Todos los concejales y asesores del partido que gobernaba hasta mayo de 2015 en el Ayuntamiento han sido imputados de un delito de blanqueo de capitales relacionado con la financiación del partido. Todos menos su jefa. La exalcaldesa de Valencia Rita Barberá es intocable en esta investigación. Su condición de senadora hace que sólo el Tribunal Supremo pueda encausarla por cualquier delito, por lo que su suerte judicial a corto plazo está fuera del debate.

A partir de aquí los titulares se han centrado en si sabía o no sabía los manejos por los cuales estas personas se ven ahora ante la Justicia.

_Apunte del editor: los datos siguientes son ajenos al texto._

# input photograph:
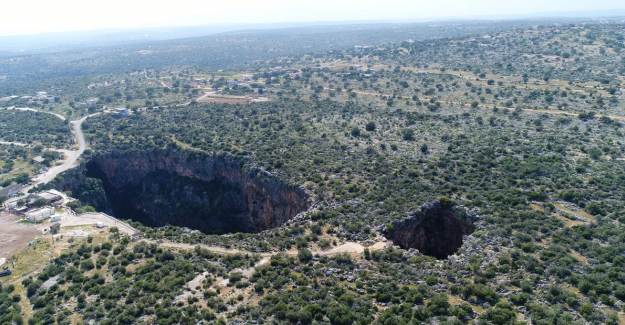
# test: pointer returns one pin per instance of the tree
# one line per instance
(304, 255)
(407, 134)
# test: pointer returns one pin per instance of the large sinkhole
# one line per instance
(436, 230)
(211, 193)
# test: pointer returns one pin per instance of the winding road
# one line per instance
(71, 157)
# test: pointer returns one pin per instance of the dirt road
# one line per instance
(70, 159)
(14, 236)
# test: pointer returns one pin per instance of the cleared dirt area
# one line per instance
(93, 219)
(14, 236)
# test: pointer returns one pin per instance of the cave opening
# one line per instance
(436, 230)
(213, 194)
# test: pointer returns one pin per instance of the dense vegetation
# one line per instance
(34, 127)
(524, 126)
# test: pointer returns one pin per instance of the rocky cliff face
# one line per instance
(436, 230)
(211, 193)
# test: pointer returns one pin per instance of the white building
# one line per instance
(40, 214)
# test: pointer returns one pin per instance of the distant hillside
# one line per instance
(227, 50)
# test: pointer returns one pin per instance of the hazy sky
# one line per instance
(41, 16)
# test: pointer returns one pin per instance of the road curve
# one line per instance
(71, 156)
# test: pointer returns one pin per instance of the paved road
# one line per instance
(71, 156)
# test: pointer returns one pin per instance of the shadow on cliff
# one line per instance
(212, 193)
(436, 230)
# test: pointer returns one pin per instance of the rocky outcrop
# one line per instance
(211, 193)
(436, 230)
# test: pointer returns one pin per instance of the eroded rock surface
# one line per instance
(436, 230)
(210, 193)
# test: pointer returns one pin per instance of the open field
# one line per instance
(14, 236)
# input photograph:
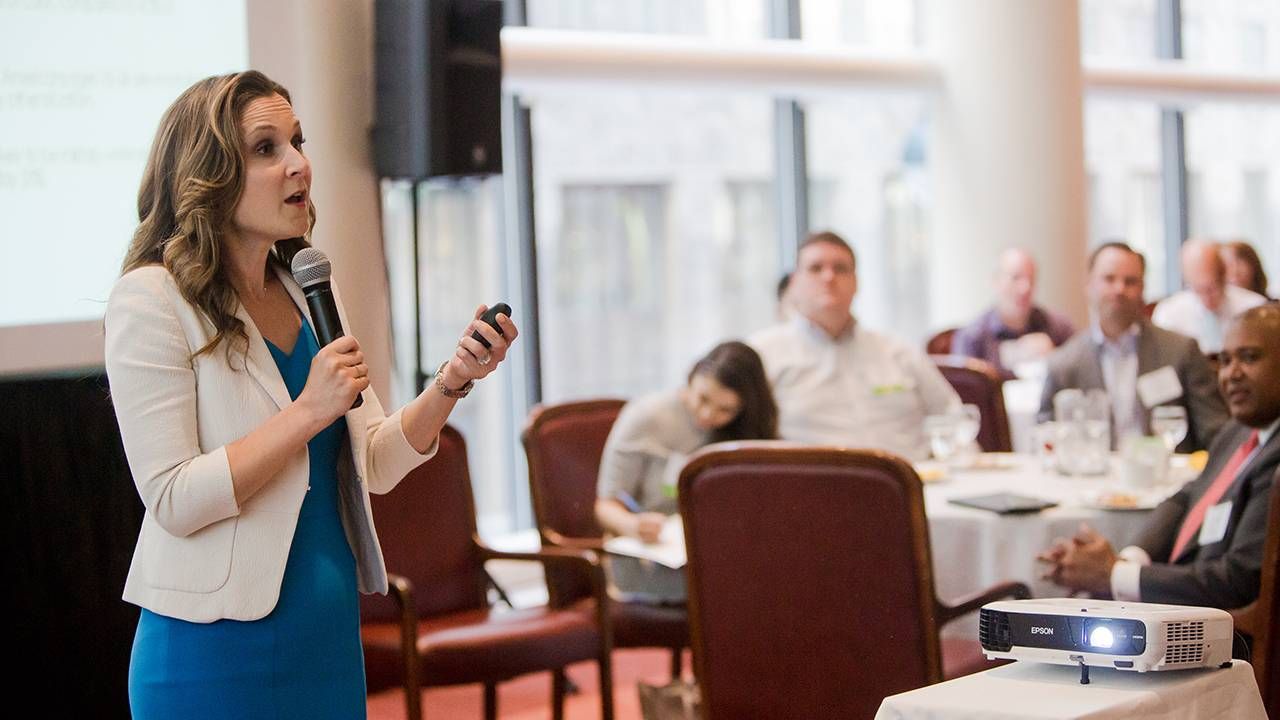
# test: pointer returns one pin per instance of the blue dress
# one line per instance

Esto es lo que más me ha sorprendido del caso porque, personalemente, lo que supiera o no la exalcaldesa sobre los hechos que ahora se investigan me parece bastante irrelevante.

Rita Barberá era la líder de este grupo de personas. Si opina que están siendo acusadas injustamente tendría que salir a defenderlos públicamente. Si opina que las acusaciones pueden ser ciertas tendría que asumir públicamente la responsabilidad por haber dirigido a ese grupo de personas mientras cometían los actos que ahora se le imputan. Todo esto independientemente de su responsabilidad penal a nivel personal.

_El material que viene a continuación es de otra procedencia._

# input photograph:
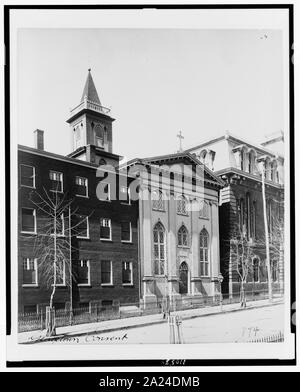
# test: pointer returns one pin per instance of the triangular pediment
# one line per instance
(180, 159)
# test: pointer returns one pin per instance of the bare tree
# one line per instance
(53, 244)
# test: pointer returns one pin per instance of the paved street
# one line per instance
(238, 326)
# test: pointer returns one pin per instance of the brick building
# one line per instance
(103, 239)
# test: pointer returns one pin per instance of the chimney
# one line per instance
(39, 139)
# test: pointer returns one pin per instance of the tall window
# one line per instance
(204, 209)
(273, 169)
(242, 217)
(29, 271)
(158, 201)
(248, 216)
(27, 176)
(204, 261)
(127, 273)
(56, 181)
(59, 226)
(28, 220)
(106, 272)
(255, 264)
(105, 229)
(243, 160)
(182, 236)
(251, 162)
(77, 137)
(82, 227)
(60, 273)
(83, 272)
(99, 135)
(182, 205)
(81, 186)
(103, 191)
(253, 220)
(270, 217)
(159, 242)
(126, 231)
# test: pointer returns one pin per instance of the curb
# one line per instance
(112, 329)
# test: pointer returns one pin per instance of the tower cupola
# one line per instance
(91, 126)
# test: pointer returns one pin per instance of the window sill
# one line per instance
(60, 285)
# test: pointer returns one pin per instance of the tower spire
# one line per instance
(89, 90)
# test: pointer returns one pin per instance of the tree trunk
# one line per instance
(267, 237)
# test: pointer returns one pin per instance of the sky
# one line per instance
(157, 82)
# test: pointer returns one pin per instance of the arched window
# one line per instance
(270, 217)
(248, 216)
(253, 220)
(159, 243)
(182, 205)
(251, 161)
(182, 236)
(99, 135)
(267, 169)
(203, 157)
(77, 137)
(255, 265)
(275, 271)
(242, 217)
(158, 201)
(203, 209)
(204, 260)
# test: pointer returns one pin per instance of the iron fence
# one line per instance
(279, 337)
(96, 313)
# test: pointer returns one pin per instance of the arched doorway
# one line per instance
(183, 278)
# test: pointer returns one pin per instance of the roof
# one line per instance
(237, 139)
(90, 90)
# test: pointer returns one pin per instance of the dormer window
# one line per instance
(77, 137)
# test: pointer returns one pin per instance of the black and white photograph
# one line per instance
(151, 184)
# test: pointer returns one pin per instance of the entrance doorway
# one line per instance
(183, 278)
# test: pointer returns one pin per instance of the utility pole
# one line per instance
(266, 233)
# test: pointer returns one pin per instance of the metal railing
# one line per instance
(279, 337)
(97, 313)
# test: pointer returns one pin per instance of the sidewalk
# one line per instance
(139, 321)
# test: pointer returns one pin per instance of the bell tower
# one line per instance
(91, 127)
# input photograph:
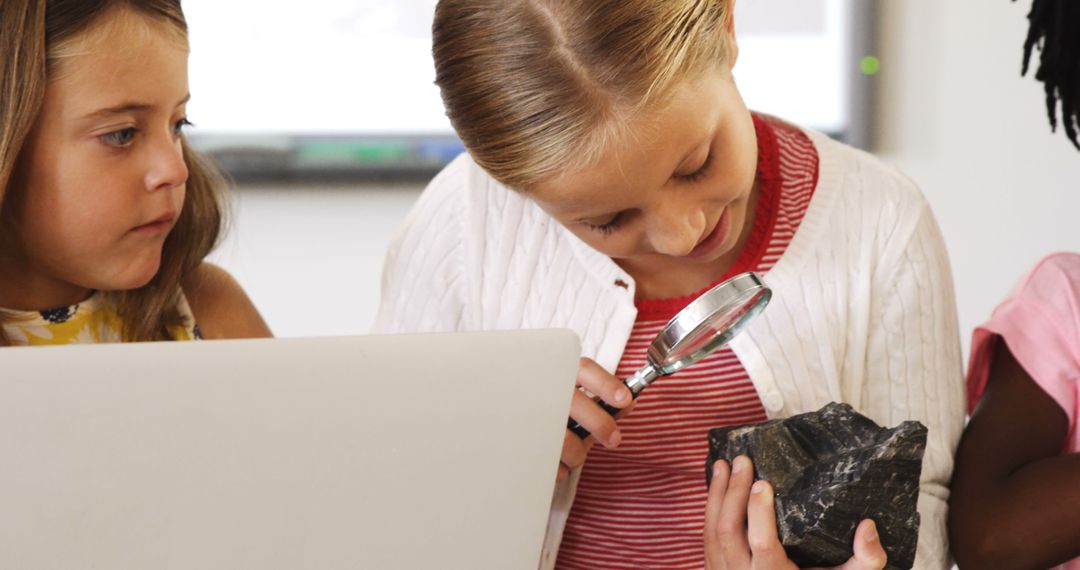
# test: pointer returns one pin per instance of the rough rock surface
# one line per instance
(832, 469)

El no hacer ninguna de las dos cosas no refleja más que una vergonzosa cobardía y un lamentable ejemplo de la peor forma de ejercer el liderazgo: dar la cara ante el público para recibir las flores pero no los tomatazos.

Un principio fundamental del liderazgo es que cuando las cosas marchan bien es el equipo el merece todo el crédito por ello. Y cuando hay problemas es el líder el primero que debe dar la cara por el equipo completo y asumir las consecuencias en primer lugar. Culpar a los subordinados o abandonarlos a su suerte para salvarse uno mismo es una actitud inaceptable para ningún líder que merezca tal nombre. Por eso es en la ley del mar es el capitán el último que abandonar el barco: no se le reserva el único bote salvavidas antinaufragios capaz de llegar al puerto seguro del Senado.

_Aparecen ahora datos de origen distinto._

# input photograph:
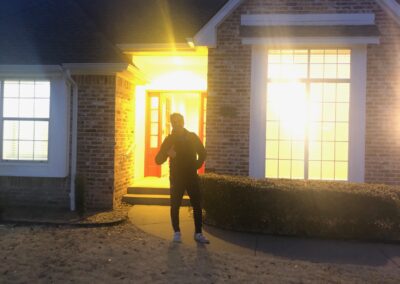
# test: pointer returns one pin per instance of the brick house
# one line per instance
(279, 89)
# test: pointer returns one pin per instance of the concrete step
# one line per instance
(152, 199)
(148, 190)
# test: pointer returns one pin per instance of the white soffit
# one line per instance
(302, 41)
(392, 8)
(307, 19)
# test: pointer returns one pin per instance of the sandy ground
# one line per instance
(124, 254)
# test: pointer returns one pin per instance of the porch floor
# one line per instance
(152, 182)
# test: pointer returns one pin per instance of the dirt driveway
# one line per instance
(125, 254)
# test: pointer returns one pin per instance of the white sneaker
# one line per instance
(200, 238)
(177, 237)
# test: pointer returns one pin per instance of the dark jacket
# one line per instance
(190, 153)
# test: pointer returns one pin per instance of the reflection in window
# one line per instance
(26, 112)
(307, 125)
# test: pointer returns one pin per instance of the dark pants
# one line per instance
(178, 187)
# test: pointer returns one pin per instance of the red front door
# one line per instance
(153, 134)
(202, 124)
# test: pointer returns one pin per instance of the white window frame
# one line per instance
(58, 132)
(357, 109)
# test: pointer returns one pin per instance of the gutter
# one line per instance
(74, 137)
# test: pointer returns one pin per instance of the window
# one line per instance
(307, 114)
(25, 120)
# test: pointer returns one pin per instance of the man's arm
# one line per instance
(200, 150)
(162, 155)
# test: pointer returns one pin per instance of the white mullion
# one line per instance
(1, 118)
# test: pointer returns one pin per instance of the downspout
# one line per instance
(74, 138)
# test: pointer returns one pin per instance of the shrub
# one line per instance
(306, 208)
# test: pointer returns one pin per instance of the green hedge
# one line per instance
(306, 208)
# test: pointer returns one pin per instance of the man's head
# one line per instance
(177, 122)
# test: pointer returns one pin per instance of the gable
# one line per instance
(207, 35)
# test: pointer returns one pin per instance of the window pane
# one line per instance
(40, 151)
(272, 149)
(42, 90)
(42, 108)
(272, 110)
(329, 92)
(328, 131)
(10, 150)
(316, 92)
(41, 130)
(343, 92)
(344, 71)
(298, 169)
(315, 150)
(272, 130)
(284, 169)
(154, 129)
(342, 112)
(341, 171)
(26, 107)
(330, 71)
(317, 56)
(298, 150)
(11, 89)
(328, 151)
(10, 107)
(10, 131)
(271, 168)
(27, 89)
(314, 170)
(315, 131)
(331, 56)
(153, 141)
(328, 170)
(315, 111)
(317, 71)
(342, 132)
(341, 151)
(26, 130)
(154, 102)
(154, 115)
(343, 56)
(285, 150)
(25, 150)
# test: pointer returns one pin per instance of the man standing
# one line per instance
(187, 155)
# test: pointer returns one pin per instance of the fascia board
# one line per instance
(207, 36)
(303, 41)
(307, 19)
(95, 68)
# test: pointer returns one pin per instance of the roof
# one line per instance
(48, 32)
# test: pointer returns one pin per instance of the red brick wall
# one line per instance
(383, 104)
(124, 137)
(229, 66)
(96, 133)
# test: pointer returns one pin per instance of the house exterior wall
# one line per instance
(229, 87)
(34, 192)
(96, 138)
(124, 137)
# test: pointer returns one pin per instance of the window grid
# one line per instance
(19, 123)
(335, 104)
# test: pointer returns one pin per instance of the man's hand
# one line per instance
(171, 152)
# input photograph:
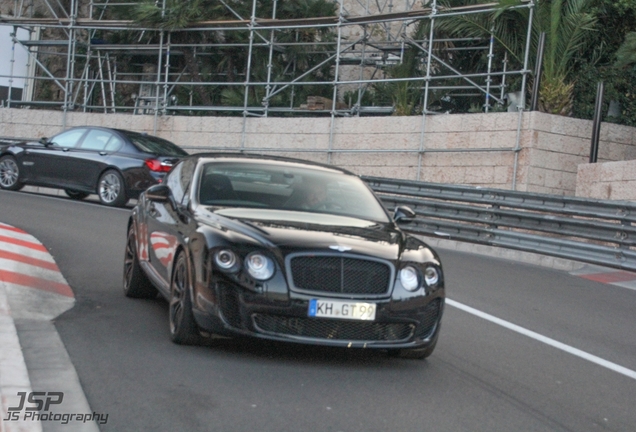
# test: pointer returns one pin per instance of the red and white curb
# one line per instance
(606, 275)
(30, 277)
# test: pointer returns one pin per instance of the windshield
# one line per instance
(156, 145)
(278, 186)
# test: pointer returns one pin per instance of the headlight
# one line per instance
(259, 266)
(225, 259)
(410, 278)
(431, 276)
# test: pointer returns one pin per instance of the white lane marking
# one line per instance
(546, 340)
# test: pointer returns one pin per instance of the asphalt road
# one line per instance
(482, 376)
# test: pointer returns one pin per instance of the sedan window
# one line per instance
(155, 145)
(269, 185)
(96, 140)
(68, 138)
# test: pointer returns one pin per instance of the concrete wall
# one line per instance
(610, 180)
(551, 147)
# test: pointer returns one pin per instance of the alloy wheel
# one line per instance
(178, 295)
(129, 261)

Si España se encuentra en la situación que está, si estamos de nuevo camino a la pobreza de la que hace nada salimos, es en gran medida por los mecanismos que nuestra sociedad tiene para elegir a sus líderes. No me refiero sólo a los líderes políticos, era sólo un ejemplo. Seguro que todos podemos describir experiencias similares en nuestra vida laboral.

En las cuatro o cinco temporadas que he estado trabajando en el extranjero me he dado cuenta de que los españoles no somos en absoluto menos aplicados o productivos, pero en nuestro sistema de promociones el abolengo sigue pesando más que la eficacia en la gestión, incluso en un sistema democrático con elecciones regulares. No hay que olvidar que los ahora defenestrados fueron aupados por millones de votos a lo largo varios lustros.

Dios, que buen vasallo si oviesse buen Señor” decía el Cantar del Mio Cid, conquistador de Valencia para más señas.

¿Tendrá cura esta enfermedad? Más nos vale que pronto la encontremos o el mundo tan competitivo que ya está aquí nos dejará de nuevo en la irrelevancia.